Nauticus' image and mission have been ill-defined from the outset. The handicap is surmountable, but is this proposal by consultants to focus on ocean technology the answer? City Manager Jim Oliver says, ``We're sold.''

But the city has been sold before. The question is, will the public and taxpayers buy in? That needs to be carefully studied before proceeding to spend more millions on the troubled attraction.

The city promised that Nauticus would pay its way through gate receipts, which it has yet to do. Not only has Nauticus failed to entice enough customers to meet operating expenses and debt service, it also has seen attendance dwindle.

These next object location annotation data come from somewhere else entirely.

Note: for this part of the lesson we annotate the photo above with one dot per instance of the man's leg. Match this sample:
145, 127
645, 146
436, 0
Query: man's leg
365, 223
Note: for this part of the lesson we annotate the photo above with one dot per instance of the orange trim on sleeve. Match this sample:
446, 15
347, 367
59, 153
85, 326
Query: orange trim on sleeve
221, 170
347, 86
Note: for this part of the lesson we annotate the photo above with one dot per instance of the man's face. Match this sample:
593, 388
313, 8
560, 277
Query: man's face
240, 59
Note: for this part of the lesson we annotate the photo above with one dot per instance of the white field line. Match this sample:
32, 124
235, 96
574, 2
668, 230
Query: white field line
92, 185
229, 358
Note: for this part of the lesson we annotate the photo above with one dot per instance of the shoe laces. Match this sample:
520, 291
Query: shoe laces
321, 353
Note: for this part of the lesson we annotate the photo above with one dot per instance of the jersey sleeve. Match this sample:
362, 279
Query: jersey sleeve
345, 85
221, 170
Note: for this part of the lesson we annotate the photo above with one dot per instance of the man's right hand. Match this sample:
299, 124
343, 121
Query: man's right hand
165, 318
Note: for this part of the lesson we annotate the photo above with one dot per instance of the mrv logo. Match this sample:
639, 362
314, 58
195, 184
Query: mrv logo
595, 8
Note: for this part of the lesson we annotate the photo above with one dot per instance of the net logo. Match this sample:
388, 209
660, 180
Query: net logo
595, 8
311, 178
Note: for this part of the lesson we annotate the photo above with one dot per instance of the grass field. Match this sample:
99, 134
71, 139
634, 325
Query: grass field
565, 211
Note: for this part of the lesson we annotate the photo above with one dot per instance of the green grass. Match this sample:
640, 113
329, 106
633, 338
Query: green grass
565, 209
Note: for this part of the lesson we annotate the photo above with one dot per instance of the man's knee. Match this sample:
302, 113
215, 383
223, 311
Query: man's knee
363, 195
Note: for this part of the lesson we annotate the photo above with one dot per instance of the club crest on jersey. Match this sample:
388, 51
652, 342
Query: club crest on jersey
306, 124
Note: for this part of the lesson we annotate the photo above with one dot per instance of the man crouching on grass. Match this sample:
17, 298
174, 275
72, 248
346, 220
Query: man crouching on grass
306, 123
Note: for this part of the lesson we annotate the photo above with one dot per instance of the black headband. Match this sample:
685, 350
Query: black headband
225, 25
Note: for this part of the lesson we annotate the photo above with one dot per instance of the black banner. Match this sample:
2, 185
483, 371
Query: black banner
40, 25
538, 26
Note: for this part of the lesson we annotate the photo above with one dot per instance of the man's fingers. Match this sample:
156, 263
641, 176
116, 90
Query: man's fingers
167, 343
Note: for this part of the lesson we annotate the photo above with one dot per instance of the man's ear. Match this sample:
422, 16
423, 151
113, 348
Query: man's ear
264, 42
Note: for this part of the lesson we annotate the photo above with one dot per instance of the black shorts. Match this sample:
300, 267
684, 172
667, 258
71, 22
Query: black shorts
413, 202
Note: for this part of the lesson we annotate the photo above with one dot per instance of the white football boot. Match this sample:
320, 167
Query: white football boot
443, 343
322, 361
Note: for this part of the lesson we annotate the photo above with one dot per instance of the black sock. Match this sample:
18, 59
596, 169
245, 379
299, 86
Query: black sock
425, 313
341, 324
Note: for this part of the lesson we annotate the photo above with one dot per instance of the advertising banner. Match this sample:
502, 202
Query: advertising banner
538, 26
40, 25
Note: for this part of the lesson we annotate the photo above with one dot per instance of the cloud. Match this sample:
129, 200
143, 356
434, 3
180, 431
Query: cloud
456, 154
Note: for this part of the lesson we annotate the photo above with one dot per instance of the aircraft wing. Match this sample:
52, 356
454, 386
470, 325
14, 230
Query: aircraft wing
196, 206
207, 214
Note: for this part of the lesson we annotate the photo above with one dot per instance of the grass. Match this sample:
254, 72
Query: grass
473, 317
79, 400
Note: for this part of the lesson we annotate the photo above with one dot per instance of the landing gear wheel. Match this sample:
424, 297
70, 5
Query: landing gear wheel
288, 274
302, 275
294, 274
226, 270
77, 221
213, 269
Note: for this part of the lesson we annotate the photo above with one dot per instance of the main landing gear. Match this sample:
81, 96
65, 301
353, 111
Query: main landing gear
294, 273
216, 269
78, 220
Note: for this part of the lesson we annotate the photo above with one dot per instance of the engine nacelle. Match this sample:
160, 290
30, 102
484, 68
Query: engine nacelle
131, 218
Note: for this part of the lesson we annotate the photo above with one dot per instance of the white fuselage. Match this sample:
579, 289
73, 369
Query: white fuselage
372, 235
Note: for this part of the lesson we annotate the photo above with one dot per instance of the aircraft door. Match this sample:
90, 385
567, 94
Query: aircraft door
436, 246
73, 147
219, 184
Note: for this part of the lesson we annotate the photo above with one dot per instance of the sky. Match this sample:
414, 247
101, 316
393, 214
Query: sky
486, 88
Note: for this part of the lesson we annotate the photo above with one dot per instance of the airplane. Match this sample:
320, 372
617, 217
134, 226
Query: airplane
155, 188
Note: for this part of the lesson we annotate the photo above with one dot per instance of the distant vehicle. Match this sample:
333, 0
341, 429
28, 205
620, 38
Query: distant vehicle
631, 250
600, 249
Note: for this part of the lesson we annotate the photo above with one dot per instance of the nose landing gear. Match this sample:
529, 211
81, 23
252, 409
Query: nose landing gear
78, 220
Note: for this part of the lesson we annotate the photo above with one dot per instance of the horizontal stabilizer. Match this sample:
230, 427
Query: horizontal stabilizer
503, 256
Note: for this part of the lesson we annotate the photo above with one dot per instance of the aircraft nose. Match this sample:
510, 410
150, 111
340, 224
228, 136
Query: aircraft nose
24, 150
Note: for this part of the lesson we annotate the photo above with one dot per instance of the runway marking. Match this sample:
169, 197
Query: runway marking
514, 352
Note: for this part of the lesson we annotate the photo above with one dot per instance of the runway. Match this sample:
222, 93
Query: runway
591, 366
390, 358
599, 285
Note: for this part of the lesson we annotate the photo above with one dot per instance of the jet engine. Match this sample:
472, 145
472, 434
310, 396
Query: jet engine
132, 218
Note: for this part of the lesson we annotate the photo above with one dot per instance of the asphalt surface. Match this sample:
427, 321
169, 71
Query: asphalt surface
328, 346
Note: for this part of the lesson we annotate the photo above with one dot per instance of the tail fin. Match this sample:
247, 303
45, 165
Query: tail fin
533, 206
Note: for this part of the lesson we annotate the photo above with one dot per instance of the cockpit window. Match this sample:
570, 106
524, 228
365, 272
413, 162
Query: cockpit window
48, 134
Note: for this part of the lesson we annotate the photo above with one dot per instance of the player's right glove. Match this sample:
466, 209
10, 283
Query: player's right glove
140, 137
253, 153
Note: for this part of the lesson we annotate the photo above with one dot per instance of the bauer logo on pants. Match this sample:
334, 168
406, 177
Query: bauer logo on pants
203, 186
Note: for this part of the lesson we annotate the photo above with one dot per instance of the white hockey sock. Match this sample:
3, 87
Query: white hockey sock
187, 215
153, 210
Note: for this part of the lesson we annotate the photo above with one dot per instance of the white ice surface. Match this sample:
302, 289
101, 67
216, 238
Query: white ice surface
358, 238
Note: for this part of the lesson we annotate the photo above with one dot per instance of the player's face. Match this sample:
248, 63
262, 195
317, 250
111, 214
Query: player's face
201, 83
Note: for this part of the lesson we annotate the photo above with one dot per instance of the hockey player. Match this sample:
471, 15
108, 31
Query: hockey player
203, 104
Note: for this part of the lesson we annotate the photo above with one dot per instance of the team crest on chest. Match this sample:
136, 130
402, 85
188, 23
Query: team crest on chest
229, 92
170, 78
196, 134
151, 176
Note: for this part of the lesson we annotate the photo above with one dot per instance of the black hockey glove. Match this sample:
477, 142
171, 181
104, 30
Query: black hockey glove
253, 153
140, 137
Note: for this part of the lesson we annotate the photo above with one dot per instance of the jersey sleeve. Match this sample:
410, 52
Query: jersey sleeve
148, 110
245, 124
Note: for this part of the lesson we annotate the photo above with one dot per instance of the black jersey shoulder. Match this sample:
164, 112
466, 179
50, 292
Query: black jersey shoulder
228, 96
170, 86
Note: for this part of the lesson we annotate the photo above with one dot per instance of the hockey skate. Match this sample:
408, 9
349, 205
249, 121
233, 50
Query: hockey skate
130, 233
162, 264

The slide in attendance contrasts embarrassingly with the progress of Virginia Beach's Virginia Marine Science Museum, where attendance now tops 650,000 a year. VMSM doesn't generate sufficient revenue on site to pay its debt service either, but officials never promised it would.

VMSM more than pays for itself in direct and indirect revenue. And by that measure, Nauticus also is successful. The $500,000 that Norfolk taxpayers are scheduled to pony up this year is offset by parking fees and hotel and meal taxes traceable to Nauticus.

Nauticus is also an increasingly prized public space, the scene of more and more group activities. Still, the long-term viability of Nauticus depends on its finding a profitable and popular niche. So far, the latest strategy lacks reassuring detail.

The proposed oceanic focus logically encompasses Hampton Roads and the Elizabeth River. Sea-linked technology and commerce are big components of Nauticus as it is. Making them even more so would not be difficult, but would such a focus be a crowd-pleaser? Has it got sufficient pizazz?

Nauticus, after all, is in competition for tourist time and money with gee-whiz warships at Norfolk Naval Station, sharks and other undersea life at the Virginia Beach Marine Science Museum, the recreated 18th Century Colonial Williamsburg and thrills at Busch Gardens.

Confronted with these options, can hundreds of thousands of tourists and conventioneers really be enticed to a museum featuring ocean technology? Are the turnstiles going to spin as people rush to see exhibits on the latest wrinkle in shipbuilding and ocean commerce? At first blush, it sounds like a very hard sell.

It isn't easy to envision what the billboards would proclaim, how the concept would be marketed, what the exhibits would actually look like. It is easy to imagine that ocean technology would seem pretty tame alongside war, revolution, roller coasters and Jaws.

Stranger things have happened, of course. Crowds flock to Epcot's simplified science and sundry technological marvels, but it is a Disney production bearing Mickey's imprimatur. Undersea explorer Jacques Cousteau thrilled millions with films of the world beneath the waves. Spotlighting the oceans can stir excitement, as did Nauticus' Titanic exhibit earlier this year.

But execution is everything in such an undertaking - and money. To revamp Nauticus as suggested will cost, depending on which consultant one believes, between $1 milllion and $6 million.

Norfolk's treasury is strapped. Some creative fund raising in the private sector seems inescapable. But first, the concept has to be fleshed out and sold to the public. The latest incarnation for Nauticus needs to be designed and test marketed by pros, not touted by amateurs. This is the last chance for Nauticus. The city can't afford to get it wrong again.